Fiche de lecture : finance éthique, le grand malentendu, de Gaëtan Mortier (5)

 

 

Voici la cinquième et dernière partie de la fiche de lecture sur « Finance éthique, le grand malentendu » de Gaëtan Mortier. La première partie est disponible ici, la deuxième ici, la troisième là et la quatrième là. Une fiche de lecture complète au format pdf sera proposée via la newsletter à la fin du mois, avec la revue de presse mensuelle.

Quatrième partie et conclusion

La quatrième partie s’intitule « Finance solidaire et banques éthiques : quel avenir? ». Face à l’enjeu de la transition énergétique, il faut agir.

Or, les grands indices boursiers, même ISR, sont composés de 10% à 15% d’industries fossiles et de 0,5% de renouvelable.

Les épargnants disposent d’un outil, le désinvestissement. Il est possible d’exclure de son épargne certains secteurs et d’en favoriser d’autres.

Il faut également favoriser les solutions locales, en réallouant les ressources financières vers l’échelon le plus proche du citoyen et vers l’Economie Sociale et Solidaire.

Les fonds d’épargne solidaire sont destinés au financement de l’ESS mais pour des raisons règlementaires, ils ne peuvent contenir que de 5% à 10% de fonds ESS. Le reste est investi dans des fonds ISR, dont on a vu les limites. La croissance de ces fonds est forte mais bien inférieure à celle de l’ISR.

Il faut défiscaliser les fonds d’épargne solidaire pour qu’ils changent d’échelle, de même qu’il existe des livrets défiscalisés. Une surtaxe serait appliquée sur certains fonds boursiers.

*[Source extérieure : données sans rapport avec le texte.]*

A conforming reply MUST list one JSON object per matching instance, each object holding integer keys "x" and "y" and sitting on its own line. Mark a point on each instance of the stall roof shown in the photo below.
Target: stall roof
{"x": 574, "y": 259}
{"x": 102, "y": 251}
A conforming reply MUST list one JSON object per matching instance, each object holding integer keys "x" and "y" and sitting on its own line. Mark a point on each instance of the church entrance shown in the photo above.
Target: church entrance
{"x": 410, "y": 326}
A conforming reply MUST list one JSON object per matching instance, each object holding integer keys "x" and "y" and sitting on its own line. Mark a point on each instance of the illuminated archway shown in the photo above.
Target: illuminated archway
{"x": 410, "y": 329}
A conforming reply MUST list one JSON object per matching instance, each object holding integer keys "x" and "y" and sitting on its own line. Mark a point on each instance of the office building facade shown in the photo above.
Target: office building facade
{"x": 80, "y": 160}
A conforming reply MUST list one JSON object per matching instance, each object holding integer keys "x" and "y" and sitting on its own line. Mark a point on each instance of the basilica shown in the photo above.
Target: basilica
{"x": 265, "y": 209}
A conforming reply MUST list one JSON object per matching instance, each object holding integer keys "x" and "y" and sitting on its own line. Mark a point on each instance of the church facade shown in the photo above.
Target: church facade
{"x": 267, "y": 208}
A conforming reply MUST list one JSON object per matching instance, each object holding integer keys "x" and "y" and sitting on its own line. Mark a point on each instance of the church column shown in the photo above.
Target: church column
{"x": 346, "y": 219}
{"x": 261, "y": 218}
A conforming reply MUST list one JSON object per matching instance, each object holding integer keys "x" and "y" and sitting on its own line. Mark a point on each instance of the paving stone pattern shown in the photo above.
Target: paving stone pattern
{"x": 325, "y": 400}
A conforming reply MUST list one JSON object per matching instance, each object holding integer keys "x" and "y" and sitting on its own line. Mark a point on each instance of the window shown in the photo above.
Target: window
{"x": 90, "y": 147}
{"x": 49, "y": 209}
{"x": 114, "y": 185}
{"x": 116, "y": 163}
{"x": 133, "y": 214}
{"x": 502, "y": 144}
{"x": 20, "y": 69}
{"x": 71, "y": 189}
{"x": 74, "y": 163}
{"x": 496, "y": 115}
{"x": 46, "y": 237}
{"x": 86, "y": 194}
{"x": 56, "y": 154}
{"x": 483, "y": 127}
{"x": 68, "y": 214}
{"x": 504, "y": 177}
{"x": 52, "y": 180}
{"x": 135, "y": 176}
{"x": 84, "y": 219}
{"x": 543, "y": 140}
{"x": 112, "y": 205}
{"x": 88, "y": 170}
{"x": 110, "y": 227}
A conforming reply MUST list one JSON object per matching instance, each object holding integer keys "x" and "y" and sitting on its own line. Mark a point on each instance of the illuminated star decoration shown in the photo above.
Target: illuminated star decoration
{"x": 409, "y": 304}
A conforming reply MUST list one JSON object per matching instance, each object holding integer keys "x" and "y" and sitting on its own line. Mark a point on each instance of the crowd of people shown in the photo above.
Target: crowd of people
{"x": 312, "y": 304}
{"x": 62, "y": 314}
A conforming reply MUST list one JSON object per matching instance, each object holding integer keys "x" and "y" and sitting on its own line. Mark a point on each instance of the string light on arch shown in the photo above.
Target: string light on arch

Les critères devraient être discutés au parlement, ce qui mettrait fin au monopole privé des agences de notation. L’agence publique de notation, par exemple rattachée à la CDC, aurait un rôle majeur dans ce processus.

Sans attendre les mesures politiques, chacun peut changer les choses en allant sur jechangedebanque.org et aller à la Nef, Crédit Coopératif ou la Banque Postale.

Les banques éthiques comme la Nef sont une alternative puissante, même si la Nef n’a pas encore aujourd’hui l’agrément bancaire (c’est désormais le cas avec le changement de règlementation européenne CDR IV, voir à la fin de cet article sur la Nef)

Conclusion :

  • La finance éthique a échoué vis-à-vis de son objectif de transformation des pratiques de marché
  • Les citoyens doivent agir, ils ont plusieurs options :
    • Changer de banque
    • Exiger la transparence de son assurance, sa caisse de retraite ou son syndicat
    • Militer pour la séparation des banques, interdiction de la spéculation, création d’agences de notation publiques ou de la fiscalité verte
    • Nouvelle donne verte au niveau macro-économique (financement public de la transition écologique)
    • Chantier du changement de la mesure de la richesse

Commentaires sur la quatrième partie et la conclusion

Cette dernière partie et la conclusion reprennent l’argumentation centrale et des propositions argumentées auparavant, et lance un appel à l’action salutaire. Cet appel contraste avec le titre, qui parle de malentendu, alors que l’auteur met en avant ici des solutions concrètes.

Comme évoqué dans le première partie, la moitié des ménages les plus riches détient plus de 90% du patrimoine (source INSEE ; 10% des ménages détiennent 48% du patrimoine total), c’est donc un frein très important à l’action citoyenne.

On peut toutefois mentionner, ce qui n’est pas précisé dans le livre, que les sociétaires des banques coopératives, où le système « un homme égale une voix » est en place, peuvent agir sans distinction de moyens. Cette possibilité est toutefois très peu utilisée aujourd’hui comme le montrent les travaux de Gilles Caire par exemple. La Nef constitue à cet égard un contre-exemple.